@aguero93:20 wrote:
“That's exactly the reason. Guardiola didn't use it when we had Aguero available (even when playing Jesus or Sterling) as our default was playing with a striker. He only used it at Bayern when Lewandowski was unavailable. It's a system he's used to get the best out of the likes of Messi, Muller, Bernardo, Foden, Mahrez etc as the central attacker, not a core principle. You should look at what Ancelotti said about us the other day, it's very accurate, we don't have a set identity, shape or way of playing, we've a number of different approaches with the same set of core principles underlying them all. False 9 is one of those approaches, not a core principle.”

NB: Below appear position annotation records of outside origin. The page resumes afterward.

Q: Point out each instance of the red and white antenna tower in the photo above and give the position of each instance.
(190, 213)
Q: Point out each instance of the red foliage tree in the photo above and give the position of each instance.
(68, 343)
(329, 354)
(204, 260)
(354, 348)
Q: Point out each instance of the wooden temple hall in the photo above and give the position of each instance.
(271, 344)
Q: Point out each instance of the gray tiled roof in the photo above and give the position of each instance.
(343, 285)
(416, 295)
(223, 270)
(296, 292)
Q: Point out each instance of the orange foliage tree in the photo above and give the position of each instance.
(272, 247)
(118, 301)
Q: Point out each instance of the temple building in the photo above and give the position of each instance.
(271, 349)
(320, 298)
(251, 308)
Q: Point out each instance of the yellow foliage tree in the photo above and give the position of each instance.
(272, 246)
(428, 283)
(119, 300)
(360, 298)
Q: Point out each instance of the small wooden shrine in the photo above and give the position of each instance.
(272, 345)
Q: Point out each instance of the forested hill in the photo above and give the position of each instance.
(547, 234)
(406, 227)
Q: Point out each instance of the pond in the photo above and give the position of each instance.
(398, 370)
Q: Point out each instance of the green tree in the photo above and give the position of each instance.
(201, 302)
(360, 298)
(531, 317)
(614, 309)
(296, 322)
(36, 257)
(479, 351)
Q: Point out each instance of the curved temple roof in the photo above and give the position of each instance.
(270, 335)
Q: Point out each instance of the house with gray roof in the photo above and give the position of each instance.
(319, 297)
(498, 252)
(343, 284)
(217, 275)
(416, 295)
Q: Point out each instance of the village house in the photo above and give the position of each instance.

In most games, we play multiple systems and configurations during the game, unless the opening gambit pays off very quickly.
The more difficult part for opponents is that players like to know which man and which space are they responsible for. With City, that’s impossible to achieve. One minute your man is right midfield, the next he is on the left wing. You try to pass him off, but then you’re never quite sure who is marking whom, and therein lies the space to exploit via ball movement.

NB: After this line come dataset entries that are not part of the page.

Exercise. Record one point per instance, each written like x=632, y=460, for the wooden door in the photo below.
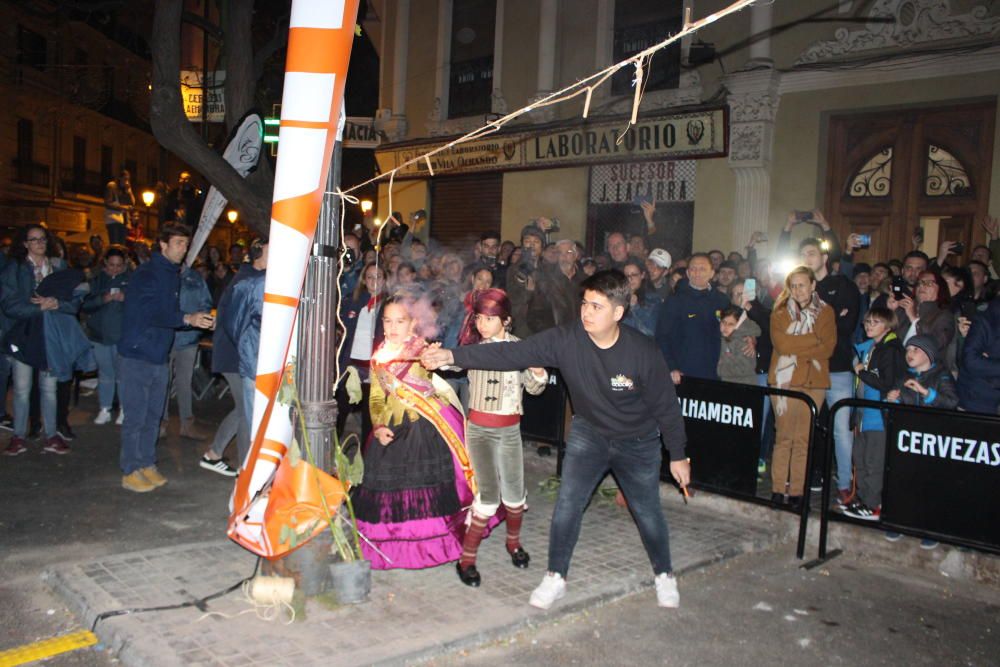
x=888, y=170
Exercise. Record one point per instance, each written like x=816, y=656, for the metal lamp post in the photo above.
x=148, y=197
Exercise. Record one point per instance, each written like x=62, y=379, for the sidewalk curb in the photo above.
x=633, y=586
x=112, y=632
x=858, y=542
x=118, y=634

The fluidity and intelligence of the players within the system is what creates the confusion, and thus the opportunities.
Pep says it, as people don’t believe it because they think he is being coy, but it is ALL about the quality (technical and football intellect) of the players!

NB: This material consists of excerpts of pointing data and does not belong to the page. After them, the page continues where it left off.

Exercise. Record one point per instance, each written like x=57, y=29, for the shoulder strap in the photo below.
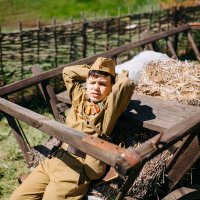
x=99, y=132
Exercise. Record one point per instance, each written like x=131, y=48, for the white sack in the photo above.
x=138, y=62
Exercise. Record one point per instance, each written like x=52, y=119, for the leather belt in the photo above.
x=73, y=150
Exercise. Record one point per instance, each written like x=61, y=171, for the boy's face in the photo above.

Established players will openly tell you that Pep taught them how to play football. They’ll regale you with how he improved their reading of, and movement within, the game.
THAT is the genius he was displaying in that first season, where the world thought “He can’t adapt to English football!”
It wasn’t that he couldn’t adapt to English football, it was that players playing in England were taking time to adapt to the way Pep KNEW football could, and should, be played...even in kick and run England!
Once he had done key players in place, playing the basic style he wanted to play, it allowed him to start painting bigger, more intricate paintings on the green canvas.
Today, even though he is credited with being a Spanish Master, and a German Impressionist, he has been exalted to being the best British landscape artist of all time.
While some people still see his work as Pollock, the people who understand the game know he is Da Vinci...or, in English terms, Turner, with total control over light and shade, with a complete understanding of the landscape in which he is painting.
He is a Master, but even he could only squeeze a few brushstrokes out of the oil left in Kane’s tube!